School of Visual Arts Announces New Design Faculty
The new two-year MFA program is scheduled to begin in the Fall of 2008.
Nicholas Tamarin -- Interior Design, 10/19/2007 12:00:00 AM
The New York-based School of Visual Arts (SVA) has named several leading design critics and curators to its new MFA Design Criticism Department as faculty and lecturers. The college's graduate-level degree program, launching in the Fall of 2008, is the first in the nation dedicated to understanding and interpreting design. On October 27, the department will host an open house.
The additions to the two-year program include design historian, curator and author, Russell Flinchum; New York Times Magazine creative director Janet Froelich; Print magazine managing editor Emily Gordon; New York magazine contributing editor Alexandra Lange; Elaine Louie, assistant to the editor, House & Home section, The New York Times; and architecture critic Philip Nobel.
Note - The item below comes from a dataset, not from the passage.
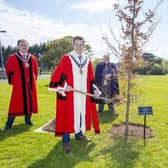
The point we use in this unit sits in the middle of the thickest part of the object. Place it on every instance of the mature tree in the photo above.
(136, 30)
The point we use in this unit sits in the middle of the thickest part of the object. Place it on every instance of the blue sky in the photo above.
(43, 20)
They are joining a faculty that already includes Museum of Modern Art design curator Paola Antonelli and former Spy magazine cofounder and best-selling author Kurt Andersen, co-creator and host of the radio show Studio 360.
Among the guest lecturers are Andrew Blauvelt, design director, Walker Art Center; Andrea Codrington, design journalist and editor, Phaidon Press; Cathy Leff, director, Wolfsonian-Florida International University Museum; and Deyan Sudjic, director, Design Museum, London.
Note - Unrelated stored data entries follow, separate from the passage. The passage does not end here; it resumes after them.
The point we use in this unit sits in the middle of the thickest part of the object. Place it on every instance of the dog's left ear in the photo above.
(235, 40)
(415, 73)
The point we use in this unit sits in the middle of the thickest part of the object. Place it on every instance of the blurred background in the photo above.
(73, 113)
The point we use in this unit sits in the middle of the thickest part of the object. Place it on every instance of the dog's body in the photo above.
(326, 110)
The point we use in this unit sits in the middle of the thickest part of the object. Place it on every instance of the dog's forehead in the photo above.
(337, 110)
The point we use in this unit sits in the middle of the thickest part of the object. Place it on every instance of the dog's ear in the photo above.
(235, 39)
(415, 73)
The curriculum will emphasize "the skills and knowledge relevant to those who wish to write about design on a full-time, professional basis; or pursue alternative critical practices, such as curating, publishing, design management, or teaching."
The MFA program was founded by critic and educator Alice Twemlow and the former art director of The New York Times Book Review Steven Heller. SVA was founded in 1947 in New York.